It was always a little mesmerizing, watching him get used to a new group of people. This was their fifth kitchen, and Jammer had gotten it down to an art form. K couldn’t see the connections between people the way Sam could, but she still knew the second T-Dog joined the team, because it was the second Jammer asked him to try something that sounded crazy to him and he did it anyway.

And so K watched a guy who probably hadn't believed in magic since he was twelve sit down at a table and try to manifest noodles, until their attention was diverted by a little scrabble of claws right outside the window.

K turned to look.

It was a sunny day, but a crowd of songbirds hung outside the window. Not perched on branches or sweetly singing, but hovering there, like giant drops of water suspended in midair, a breath away from falling.

Then, as one, they surged up and away, and K could once again see the street behind them.

“You’d think they’d learn by now,” K sighed.

They looked around the room, trying to make eye contact with Sam and Evan. But Evan had caught the warning, too, and was already slipping out the front door, so instead K narrowed their eyes and stared at Sam.

Since people naturally looked Sam’s way, she’d positioned herself behind Jammer, in a maneuver she called “boosting.” This made it a little hard for K to make eye contact with her, as Jammer was quite a bit taller than either of them. But Jammer caught the stare and immediately understood the state of play. He sat down beside T-Dog without losing a speck of that go-team enthusiasm, so that K’s gaze could sweep over his head to burn directly into Sam where she was looking down at her phone, probably looking at the analytics of her last Infinite Magic Food Mukbang. (Jammer preferred the personal touch, and this whole effort with the volunteers was probably more effective at getting the word out to people who didn’t have consistent internet access, but K privately thought Sam’s mukbangs had spread the word better than Jammer’s speeches or Evan’s dark web PDFs had.)

It took a second, but Sam looked up, stuffed her phone into her pocket, and smiled. “Be right back, everyone,” she said, crossing towards the door.

She didn’t do it subtly - subtle wasn’t Sam’s style. But everyone noticed her leaving, and everyone was so reassured that she had whatever under control that their attention snapped right back to Jammer as he clapped T-Dog on the shoulder in preparation for a pep talk, right as K swung the door open in front of Sam.

As they crossed the threshold into the outside world, K posted up in front of Sam, head on a swivel. They didn’t see anything immediately amiss - Sam had put this meeting together as a flash event, so there hadn’t been time for anyone to coordinate an angry mob chanting about god or anything - but their birds wouldn’t have given them a false alarm.

Sam touched their shoulder from behind. “I’ll take the one to the right,” she said, slipping away.

Which let K know to look left, where they saw a tall, muscular man in a dark suit who had previously seemed like a part of the wall reaching inside his jacket too fast.

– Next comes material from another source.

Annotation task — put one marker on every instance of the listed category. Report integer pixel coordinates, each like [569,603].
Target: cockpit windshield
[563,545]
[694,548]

It would’ve been more elegant and way more pink if K had had time to do some fancy wandwork. As it was, they whipped their wand in the man’s direction, and a stream of songbirds descended from nowhere to rip him apart before he could do anything magical or mundane.

He screamed, and screamed, and a car on the street swerved as the driver saw, but the birds were relentless, pecking in an unending, pulsing cloud that slowly tore at his flesh. He kept screaming as he ran into the road, nearly getting hit by another car, birds still trailing after him.

K cocked their head to one side, shrugged, and turned back towards Sam, who seemed to be locked in conversation with another dark-suited man.

“I'm just saying,” Sam said. From behind her, K couldn’t see her smile, but they could hear it in Sam’s voice and see it in the way the man squinted and flinched back, like a spotlight had just been turned on in his face. “You seem like you’re about to make a bad choice. You should probably reconsider!”

“I…” the man blinked rapidly, hand fumbling inside his suit and denting it outwards here and there as it searched around for something.

“We’re doing something really great here, and you could be a part of it,” Sam said, and the man’s hand faltered.

“You’re right,” he breathed. “I could be.”

His hand emerged with a dark shape in it, and K only registered it as a gun after he was already handing it off to Sam, because he’d turned it around so the barrel was pointing down the whole time. “I’m sorry. I don’t know what I was thinking. How can I help?”

Sam touched his shoulder and said, “Oh, I have some ideas.” With her other hand, she passed the gun back to K, in whose hands it turned into a lovely bouquet of wildflowers in every shade of pink imaginable.

While Sam wandered off with her newest convert, K scanned around for Evan. He wasn’t in the alley or on the street, and from the brief glimpse K got when Sam opened the door, he wasn’t inside with Jammer, either.

A little bird tweeted as it flew past, and K looked up just in time to see Evan drop down from the opposite roof. “Oh! Thank you, little friend,” they said, and went to join him.

“All is well?” they checked.

Evan nodded. “There was a sniper,” he explained. “Now there isn’t.”

“Oh, good,” K said. They looked down at their bouquet, then plucked out a bright pink carnation and offered it to Evan, who smiled and tucked it behind his ear. Then he paused, tilting his head one way and then the other like he was feeling the weight of the enormous flower that was already slipping out of place.

“Is this what you’re supposed to do with them?” Evan asked. “It’s kind of…”

“I think that’s probably right,” K said, and the flower rolled back into position like it was glued to Evan.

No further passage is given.